Technology changes the arithmetic of scale
Netflix has over $36 billion in revenues for around 12,000 employees. That’s almost a revenue contribution of $3 million per employee. For the company to become $100 billion it won’t have to be an army of 30,000 employees. Which is to say the company would scale non-linearly. What would scale is technology and that would fold in terms of its complexity.
Whereas Infosys has a revenue of over $16 billion with more than 3.35 lakh employees. For Infosys to be of the size of Netflix, in current terms, it would have to blow up to the size of a town. It’s untenable. That’s the power of software, intellectual property, and novel business models.
In light of artificial and generative intelligence, advanced technology has become a serious option to organisations where they can reach a large size without adding people, or even augmenting more services and products. Think of how Indigo is using self-check-in and a host of other technologies to lower the load on its ground staff while adding newer destinations.
Smart companies of the future won’t think of scale in terms of the number of people or geographical presence, or even any conventional metrics, but in terms of its influence on the ecosystem, in terms of setting standards.
That’s what Intel did long back with the invention of USB technology or Qualcomm with the popularization of the CDMA technology. These are network effects at play.
This calls for significant investment in generating intellectual property, and that’s still some way to go for Indian startups. We are, for now, filling information asymmetries and addressing structural inefficiencies.

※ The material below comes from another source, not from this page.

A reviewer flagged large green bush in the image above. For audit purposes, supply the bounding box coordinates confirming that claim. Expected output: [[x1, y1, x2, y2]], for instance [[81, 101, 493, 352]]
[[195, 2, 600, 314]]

In summary, not every startup ought to scale and scale doesn’t always mean adding people, offices, customers, or even revenues. If you are happy with what you have got and are able to retain the niche with substantial value to the customer, you needn’t worry too much about scaling.
The key is to not fall for what investors are seeking. Their agenda is seldom the same as yours. Be honest to your calling. And scale, at will!